DifferentialEquations: Gaussian error term in one of the equations makes it extremely slow (and error prone)


For my thesis, I’m trying to implement this model in Julia, using the DifferentialEquations.jl package. I’ve made a rule based on a set of coupled differential equations to simulate some data. I have no previous knowledge of the subject, so bear in mind that I might have to awkwardly stumble over words to explain my problem:

function threePlusOneDimensions!(du, u, p, t)

    gauss = 0.2
    Smax, τx, τy, τz, τf, α, β, P, S, Rₛ, L, λᵦ, λₛ = p

    du[1] = (Smax /(1 + exp((Rₛ - u[2]) / λₛ)) - u[1]) / τx
    du[2] = (P / (1 + exp((Rₛ - u[2]) / λₛ)) + u[4] * L - u[1] * u[2] - u[3]) / τy
    du[3] = (S * (α * u[1] + β * u[2]) - u[3])  * gauss / τz
    du[4] = (u[2] - λᵦ * u[4])/ τf
    return nothing

This is the rule I’m specifying. The gauss variable should “integrate the equation as external noise ζ(t), set between –1 and 1 with Gaussian distribution.” Without the drawn value, it is very fast. As soon as I add the external noise term, it slows down tremendously. How do I implement this in an idiomatic manner? I copied the full text from the paper explaining the third equation below.
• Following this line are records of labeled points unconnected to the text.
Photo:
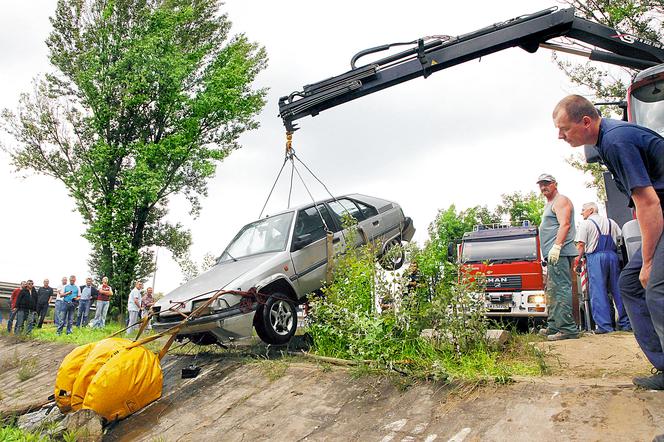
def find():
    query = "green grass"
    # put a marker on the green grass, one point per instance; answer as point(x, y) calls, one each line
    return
point(14, 434)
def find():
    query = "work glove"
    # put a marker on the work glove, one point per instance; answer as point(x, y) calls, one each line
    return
point(554, 254)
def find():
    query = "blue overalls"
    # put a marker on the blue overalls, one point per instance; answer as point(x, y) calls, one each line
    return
point(603, 273)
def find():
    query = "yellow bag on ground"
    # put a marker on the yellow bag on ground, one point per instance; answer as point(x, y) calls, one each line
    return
point(101, 352)
point(67, 374)
point(127, 382)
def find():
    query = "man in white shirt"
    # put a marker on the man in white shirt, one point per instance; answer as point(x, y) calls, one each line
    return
point(134, 307)
point(596, 238)
point(58, 301)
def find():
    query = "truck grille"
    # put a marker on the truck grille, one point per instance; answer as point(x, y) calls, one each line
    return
point(497, 283)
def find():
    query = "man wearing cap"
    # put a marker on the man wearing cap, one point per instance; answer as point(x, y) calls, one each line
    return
point(596, 239)
point(635, 157)
point(557, 243)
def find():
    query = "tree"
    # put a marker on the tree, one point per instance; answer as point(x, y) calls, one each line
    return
point(146, 98)
point(522, 207)
point(644, 18)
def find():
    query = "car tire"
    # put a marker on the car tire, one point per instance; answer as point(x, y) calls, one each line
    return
point(276, 321)
point(392, 259)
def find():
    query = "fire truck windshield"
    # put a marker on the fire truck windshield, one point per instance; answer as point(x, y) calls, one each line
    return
point(500, 249)
point(647, 106)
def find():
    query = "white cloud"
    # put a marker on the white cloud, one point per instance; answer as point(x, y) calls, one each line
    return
point(465, 135)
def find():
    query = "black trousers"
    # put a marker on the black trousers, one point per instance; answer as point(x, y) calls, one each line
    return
point(42, 311)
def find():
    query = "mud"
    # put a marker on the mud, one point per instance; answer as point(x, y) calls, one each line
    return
point(588, 396)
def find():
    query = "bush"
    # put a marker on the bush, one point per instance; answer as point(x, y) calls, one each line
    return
point(345, 322)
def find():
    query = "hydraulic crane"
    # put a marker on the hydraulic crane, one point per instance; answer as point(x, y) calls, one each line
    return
point(427, 56)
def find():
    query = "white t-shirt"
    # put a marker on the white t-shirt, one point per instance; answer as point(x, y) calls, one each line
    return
point(587, 232)
point(134, 295)
point(59, 291)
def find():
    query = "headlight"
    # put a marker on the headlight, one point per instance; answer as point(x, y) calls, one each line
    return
point(536, 299)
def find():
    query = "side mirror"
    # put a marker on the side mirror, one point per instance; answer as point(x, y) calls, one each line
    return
point(451, 252)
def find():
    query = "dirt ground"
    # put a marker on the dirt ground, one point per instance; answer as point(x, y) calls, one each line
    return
point(588, 396)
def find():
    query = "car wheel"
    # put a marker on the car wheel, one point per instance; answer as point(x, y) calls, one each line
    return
point(276, 321)
point(393, 256)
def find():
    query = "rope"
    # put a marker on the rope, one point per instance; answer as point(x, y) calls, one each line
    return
point(290, 189)
point(314, 175)
point(273, 185)
point(327, 229)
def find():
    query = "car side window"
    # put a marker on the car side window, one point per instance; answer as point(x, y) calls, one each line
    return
point(366, 210)
point(344, 206)
point(309, 225)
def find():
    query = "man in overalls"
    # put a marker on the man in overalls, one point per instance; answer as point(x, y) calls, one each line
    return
point(557, 243)
point(635, 157)
point(596, 240)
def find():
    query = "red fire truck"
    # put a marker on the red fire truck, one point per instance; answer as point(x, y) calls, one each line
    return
point(510, 259)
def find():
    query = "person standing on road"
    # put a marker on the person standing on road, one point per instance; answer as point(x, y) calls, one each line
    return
point(134, 306)
point(70, 295)
point(597, 240)
point(59, 303)
point(557, 243)
point(44, 295)
point(635, 157)
point(24, 308)
point(12, 306)
point(88, 293)
point(103, 301)
point(34, 298)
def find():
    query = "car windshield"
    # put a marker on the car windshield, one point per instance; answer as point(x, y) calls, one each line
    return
point(265, 235)
point(503, 249)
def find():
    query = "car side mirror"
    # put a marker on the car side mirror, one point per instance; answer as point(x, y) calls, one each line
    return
point(451, 252)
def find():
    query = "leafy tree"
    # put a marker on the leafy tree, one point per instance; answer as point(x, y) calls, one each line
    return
point(146, 98)
point(644, 18)
point(521, 207)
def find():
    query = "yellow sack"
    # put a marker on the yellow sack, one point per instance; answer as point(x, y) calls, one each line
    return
point(96, 358)
point(67, 373)
point(127, 382)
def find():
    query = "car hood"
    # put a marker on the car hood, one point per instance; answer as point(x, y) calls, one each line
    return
point(217, 278)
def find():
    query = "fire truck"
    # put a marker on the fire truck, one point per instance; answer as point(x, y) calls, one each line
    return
point(510, 260)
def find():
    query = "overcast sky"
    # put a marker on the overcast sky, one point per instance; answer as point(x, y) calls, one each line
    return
point(465, 135)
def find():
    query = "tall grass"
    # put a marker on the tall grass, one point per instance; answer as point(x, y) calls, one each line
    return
point(345, 324)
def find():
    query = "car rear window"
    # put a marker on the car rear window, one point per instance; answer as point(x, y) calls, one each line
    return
point(366, 210)
point(342, 206)
point(309, 222)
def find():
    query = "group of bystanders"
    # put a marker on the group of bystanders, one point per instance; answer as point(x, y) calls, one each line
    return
point(29, 306)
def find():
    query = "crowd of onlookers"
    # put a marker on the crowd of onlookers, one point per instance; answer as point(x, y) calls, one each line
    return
point(29, 305)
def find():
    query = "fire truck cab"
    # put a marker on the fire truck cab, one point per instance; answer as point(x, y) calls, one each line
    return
point(510, 258)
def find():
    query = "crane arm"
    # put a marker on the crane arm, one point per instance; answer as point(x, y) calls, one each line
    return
point(428, 56)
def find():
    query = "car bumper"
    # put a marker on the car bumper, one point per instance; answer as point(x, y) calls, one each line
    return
point(228, 325)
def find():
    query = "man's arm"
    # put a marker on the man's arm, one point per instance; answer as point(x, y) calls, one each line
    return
point(649, 214)
point(581, 247)
point(563, 210)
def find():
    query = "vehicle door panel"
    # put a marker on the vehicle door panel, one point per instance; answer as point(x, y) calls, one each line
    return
point(310, 262)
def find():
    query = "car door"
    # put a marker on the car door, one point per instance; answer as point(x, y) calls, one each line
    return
point(344, 207)
point(309, 247)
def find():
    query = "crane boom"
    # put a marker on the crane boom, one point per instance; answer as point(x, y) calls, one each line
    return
point(426, 57)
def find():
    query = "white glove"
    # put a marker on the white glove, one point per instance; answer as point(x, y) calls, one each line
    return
point(554, 254)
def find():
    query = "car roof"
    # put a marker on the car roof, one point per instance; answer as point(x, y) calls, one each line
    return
point(379, 203)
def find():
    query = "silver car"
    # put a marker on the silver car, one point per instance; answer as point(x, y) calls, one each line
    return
point(283, 256)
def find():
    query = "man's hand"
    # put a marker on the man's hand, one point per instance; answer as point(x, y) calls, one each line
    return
point(644, 275)
point(554, 254)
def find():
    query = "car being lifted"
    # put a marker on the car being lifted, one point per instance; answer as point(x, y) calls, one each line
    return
point(284, 257)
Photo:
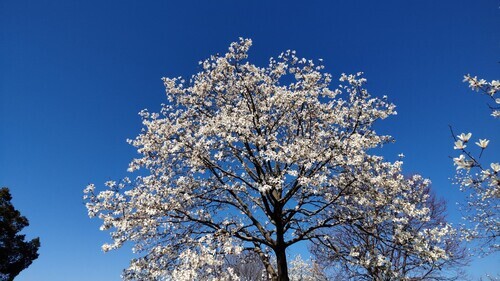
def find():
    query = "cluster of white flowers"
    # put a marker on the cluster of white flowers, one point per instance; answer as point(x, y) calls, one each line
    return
point(248, 156)
point(488, 88)
point(480, 181)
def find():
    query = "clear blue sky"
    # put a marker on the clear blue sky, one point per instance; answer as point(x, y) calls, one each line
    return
point(74, 75)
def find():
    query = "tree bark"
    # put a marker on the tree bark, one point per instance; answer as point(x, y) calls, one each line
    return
point(281, 264)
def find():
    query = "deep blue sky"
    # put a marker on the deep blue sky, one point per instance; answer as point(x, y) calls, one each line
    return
point(74, 75)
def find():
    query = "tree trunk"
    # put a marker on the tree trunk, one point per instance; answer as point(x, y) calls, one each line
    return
point(281, 264)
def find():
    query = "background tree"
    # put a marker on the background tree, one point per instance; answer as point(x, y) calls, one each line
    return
point(247, 158)
point(16, 254)
point(396, 247)
point(480, 181)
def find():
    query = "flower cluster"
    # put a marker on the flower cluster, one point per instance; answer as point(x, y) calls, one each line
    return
point(479, 180)
point(254, 157)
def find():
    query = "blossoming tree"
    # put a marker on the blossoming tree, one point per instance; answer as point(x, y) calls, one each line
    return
point(245, 158)
point(480, 181)
point(413, 245)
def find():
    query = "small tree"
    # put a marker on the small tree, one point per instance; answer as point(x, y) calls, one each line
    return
point(16, 254)
point(245, 158)
point(479, 180)
point(406, 246)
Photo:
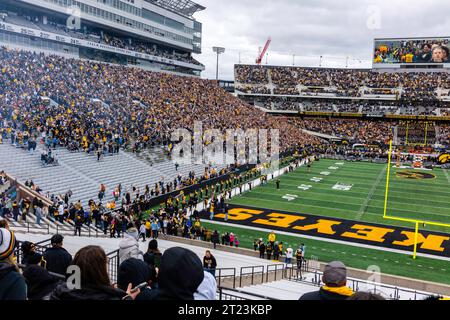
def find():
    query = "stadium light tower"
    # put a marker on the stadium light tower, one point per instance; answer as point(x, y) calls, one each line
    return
point(218, 51)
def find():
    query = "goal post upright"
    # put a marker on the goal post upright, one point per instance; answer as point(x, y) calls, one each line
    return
point(416, 222)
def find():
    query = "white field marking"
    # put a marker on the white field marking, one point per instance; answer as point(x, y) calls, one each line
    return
point(290, 197)
point(363, 207)
point(342, 242)
point(446, 174)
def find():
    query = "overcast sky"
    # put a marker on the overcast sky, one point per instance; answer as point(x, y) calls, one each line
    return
point(311, 28)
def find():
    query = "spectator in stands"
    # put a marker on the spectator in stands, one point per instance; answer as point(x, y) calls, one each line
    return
point(289, 255)
point(335, 280)
point(136, 272)
point(269, 250)
point(78, 224)
point(272, 238)
point(4, 224)
point(129, 246)
point(12, 284)
point(210, 263)
point(30, 256)
point(215, 238)
point(57, 258)
point(142, 231)
point(180, 275)
point(153, 255)
point(365, 296)
point(262, 249)
point(207, 289)
point(95, 283)
point(40, 282)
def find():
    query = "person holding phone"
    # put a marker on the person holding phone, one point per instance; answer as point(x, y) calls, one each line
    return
point(139, 275)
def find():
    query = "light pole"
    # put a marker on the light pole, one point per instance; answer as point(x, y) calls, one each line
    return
point(218, 51)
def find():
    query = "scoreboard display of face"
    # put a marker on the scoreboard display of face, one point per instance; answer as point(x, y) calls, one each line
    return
point(411, 51)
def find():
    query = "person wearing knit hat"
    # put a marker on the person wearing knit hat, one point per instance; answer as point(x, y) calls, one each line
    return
point(12, 284)
point(129, 246)
point(335, 280)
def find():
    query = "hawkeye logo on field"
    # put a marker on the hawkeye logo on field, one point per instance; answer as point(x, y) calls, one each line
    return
point(415, 175)
point(345, 230)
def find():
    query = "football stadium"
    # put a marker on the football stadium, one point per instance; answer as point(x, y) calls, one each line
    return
point(131, 169)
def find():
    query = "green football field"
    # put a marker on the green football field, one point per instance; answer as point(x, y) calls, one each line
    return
point(356, 191)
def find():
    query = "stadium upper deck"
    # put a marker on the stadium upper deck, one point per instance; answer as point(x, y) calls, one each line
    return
point(355, 91)
point(154, 35)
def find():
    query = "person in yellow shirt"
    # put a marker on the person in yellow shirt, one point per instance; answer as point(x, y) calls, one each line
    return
point(272, 238)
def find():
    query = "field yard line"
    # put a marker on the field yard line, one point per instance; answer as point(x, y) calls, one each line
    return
point(363, 207)
point(353, 244)
point(446, 174)
point(335, 202)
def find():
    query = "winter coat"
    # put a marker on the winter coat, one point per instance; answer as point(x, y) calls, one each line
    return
point(180, 275)
point(40, 283)
point(12, 283)
point(129, 248)
point(88, 293)
point(58, 260)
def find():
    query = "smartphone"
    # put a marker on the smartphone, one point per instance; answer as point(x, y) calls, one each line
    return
point(142, 285)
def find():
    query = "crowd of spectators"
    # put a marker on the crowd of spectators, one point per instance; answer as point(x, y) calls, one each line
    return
point(81, 122)
point(407, 86)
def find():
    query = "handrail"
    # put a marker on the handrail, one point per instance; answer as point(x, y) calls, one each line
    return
point(236, 297)
point(276, 267)
point(220, 275)
point(252, 273)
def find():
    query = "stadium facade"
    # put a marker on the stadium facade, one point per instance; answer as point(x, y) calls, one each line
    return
point(159, 35)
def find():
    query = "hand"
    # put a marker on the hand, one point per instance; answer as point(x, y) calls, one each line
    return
point(132, 294)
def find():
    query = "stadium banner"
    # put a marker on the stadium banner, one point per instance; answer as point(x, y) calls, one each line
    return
point(383, 236)
point(411, 51)
point(91, 44)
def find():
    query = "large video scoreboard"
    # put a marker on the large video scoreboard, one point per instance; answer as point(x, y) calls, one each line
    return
point(409, 52)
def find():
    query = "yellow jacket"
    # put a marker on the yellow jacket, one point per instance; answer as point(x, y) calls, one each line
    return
point(272, 237)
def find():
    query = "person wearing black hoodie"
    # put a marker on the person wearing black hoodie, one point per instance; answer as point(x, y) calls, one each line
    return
point(180, 275)
point(12, 284)
point(335, 280)
point(95, 282)
point(136, 272)
point(40, 282)
point(56, 257)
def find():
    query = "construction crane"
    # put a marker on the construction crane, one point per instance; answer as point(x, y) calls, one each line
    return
point(263, 52)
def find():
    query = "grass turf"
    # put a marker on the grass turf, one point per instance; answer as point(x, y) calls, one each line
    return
point(426, 199)
point(360, 258)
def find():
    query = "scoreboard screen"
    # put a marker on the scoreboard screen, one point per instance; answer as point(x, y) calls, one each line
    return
point(411, 51)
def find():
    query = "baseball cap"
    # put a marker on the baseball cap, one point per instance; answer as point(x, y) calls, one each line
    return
point(7, 243)
point(57, 239)
point(335, 273)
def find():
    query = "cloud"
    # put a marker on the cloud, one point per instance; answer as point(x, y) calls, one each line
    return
point(310, 29)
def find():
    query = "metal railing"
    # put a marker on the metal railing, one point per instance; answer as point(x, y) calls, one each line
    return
point(225, 294)
point(253, 273)
point(275, 268)
point(373, 287)
point(113, 265)
point(221, 275)
point(41, 247)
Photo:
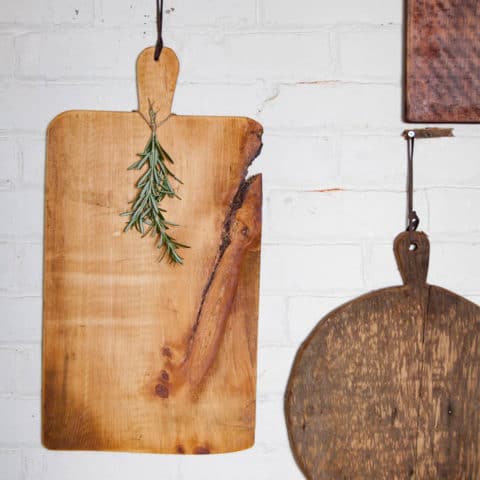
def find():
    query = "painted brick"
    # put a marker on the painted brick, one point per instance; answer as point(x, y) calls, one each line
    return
point(297, 162)
point(252, 56)
point(47, 12)
point(454, 266)
point(20, 421)
point(24, 217)
point(273, 320)
point(7, 56)
point(380, 161)
point(274, 364)
point(7, 265)
point(51, 99)
point(448, 161)
point(10, 464)
point(7, 370)
point(46, 465)
point(311, 268)
point(210, 99)
point(305, 312)
point(73, 11)
point(333, 104)
point(454, 210)
point(31, 157)
point(311, 12)
point(177, 13)
point(262, 462)
point(29, 268)
point(28, 361)
point(375, 55)
point(320, 216)
point(21, 268)
point(8, 164)
point(79, 54)
point(21, 319)
point(377, 161)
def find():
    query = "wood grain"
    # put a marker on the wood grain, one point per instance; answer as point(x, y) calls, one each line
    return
point(387, 386)
point(442, 61)
point(138, 355)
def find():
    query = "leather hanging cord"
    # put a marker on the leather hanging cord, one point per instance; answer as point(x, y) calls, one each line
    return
point(159, 45)
point(413, 220)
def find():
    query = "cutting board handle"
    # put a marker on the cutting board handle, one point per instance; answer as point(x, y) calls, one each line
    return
point(412, 251)
point(156, 81)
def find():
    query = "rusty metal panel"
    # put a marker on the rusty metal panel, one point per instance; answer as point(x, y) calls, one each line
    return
point(443, 61)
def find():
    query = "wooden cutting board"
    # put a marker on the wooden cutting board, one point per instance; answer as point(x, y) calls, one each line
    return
point(442, 61)
point(388, 386)
point(138, 355)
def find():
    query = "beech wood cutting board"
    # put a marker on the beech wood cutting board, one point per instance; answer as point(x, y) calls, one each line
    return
point(139, 355)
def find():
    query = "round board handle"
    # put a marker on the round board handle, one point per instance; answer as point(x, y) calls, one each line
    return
point(156, 81)
point(412, 251)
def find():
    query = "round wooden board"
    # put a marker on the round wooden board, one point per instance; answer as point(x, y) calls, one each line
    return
point(387, 386)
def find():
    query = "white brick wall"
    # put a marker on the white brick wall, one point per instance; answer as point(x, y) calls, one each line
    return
point(324, 79)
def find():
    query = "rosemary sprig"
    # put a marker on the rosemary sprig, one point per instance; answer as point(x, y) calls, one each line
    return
point(154, 185)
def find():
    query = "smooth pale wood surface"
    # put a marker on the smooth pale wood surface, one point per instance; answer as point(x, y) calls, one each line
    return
point(442, 61)
point(139, 355)
point(387, 386)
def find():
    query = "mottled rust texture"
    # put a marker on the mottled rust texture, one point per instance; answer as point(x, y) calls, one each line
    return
point(443, 61)
point(387, 386)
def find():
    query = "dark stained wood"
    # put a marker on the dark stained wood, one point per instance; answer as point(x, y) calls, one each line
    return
point(387, 386)
point(443, 61)
point(138, 355)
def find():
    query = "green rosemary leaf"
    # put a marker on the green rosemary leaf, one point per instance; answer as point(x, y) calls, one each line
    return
point(146, 215)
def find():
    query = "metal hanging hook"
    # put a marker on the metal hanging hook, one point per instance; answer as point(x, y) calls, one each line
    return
point(159, 45)
point(413, 219)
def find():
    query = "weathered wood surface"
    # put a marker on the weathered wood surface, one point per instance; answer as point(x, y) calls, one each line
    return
point(140, 355)
point(388, 386)
point(442, 61)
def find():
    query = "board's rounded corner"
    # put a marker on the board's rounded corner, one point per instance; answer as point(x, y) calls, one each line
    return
point(47, 442)
point(58, 118)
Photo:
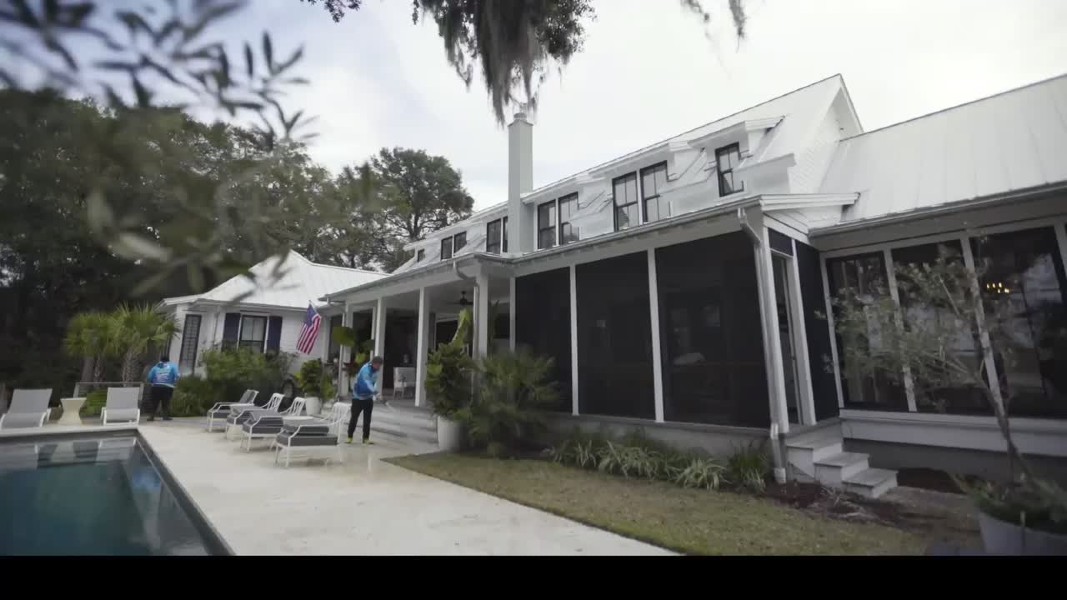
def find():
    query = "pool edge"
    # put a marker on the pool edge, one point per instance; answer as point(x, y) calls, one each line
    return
point(216, 543)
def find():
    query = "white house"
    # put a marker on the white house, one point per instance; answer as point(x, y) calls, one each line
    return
point(678, 286)
point(266, 314)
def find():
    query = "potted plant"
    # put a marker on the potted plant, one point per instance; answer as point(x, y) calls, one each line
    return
point(309, 380)
point(941, 310)
point(448, 378)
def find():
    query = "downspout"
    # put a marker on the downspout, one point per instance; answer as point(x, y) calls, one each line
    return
point(777, 438)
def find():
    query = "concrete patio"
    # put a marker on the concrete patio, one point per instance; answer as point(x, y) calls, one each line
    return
point(362, 507)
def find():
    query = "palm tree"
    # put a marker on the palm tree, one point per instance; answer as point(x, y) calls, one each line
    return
point(86, 337)
point(134, 331)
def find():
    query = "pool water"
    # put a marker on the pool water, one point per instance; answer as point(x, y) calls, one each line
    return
point(90, 496)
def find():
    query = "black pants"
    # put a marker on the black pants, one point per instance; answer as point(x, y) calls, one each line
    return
point(365, 407)
point(161, 395)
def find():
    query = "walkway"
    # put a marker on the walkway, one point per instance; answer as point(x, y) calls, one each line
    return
point(364, 506)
Equation 3: Modeling of perceived environment

The third equation refers to the environment (or external world) perceived by a patient, modeled by the variable z (Equation 3), which evolves with a time constant τz. It depends on the overal sensitivity level S, and the joint effects of symptoms x and the potentiation y respectively pondered by factor α and β. The factors α and β may be positive or negative depending on the type of psychiatric disease considered. The perceived environment integrates the equation as external noise ζ(t), set between –1 and 1 with Gaussian distribution. The release occurs with an exponential decay (−z).

This part of the paper is also relevant:

Thirdly, the rate of the noise ζ(t) is chosen at 0.01, meaning that the perceived environment variable z changes every 0.01 days (noise will be generated every 14.4 min). It is a compromise between the duration of variability of the symptoms of psychiatric disorders and their environment (i.e., considering a psychological state change every 14.4 min). In other words, the model provides a smoothness of 14.4 min, i.e., informs about potential changes in its variables approximately every quarter of an hour.

How do I do this idiomatically, so that the package properly recognizes that there is a random term? I’ve tried doing it with rand() or through drawing from a distribution, but I cannot do so according to the specifications in the paper without it slowing down tremendously. I wanted to solve it myself, and also tried many other things, asked my supervisors for help as well, but I haven’t been able to proceed for some time now.

You should implement this as a discrete callback which changes a parameter according this this schedule. I recommend using a PeriodicCallback.


Thank you! This is exactly the kind of clear hint I was looking for!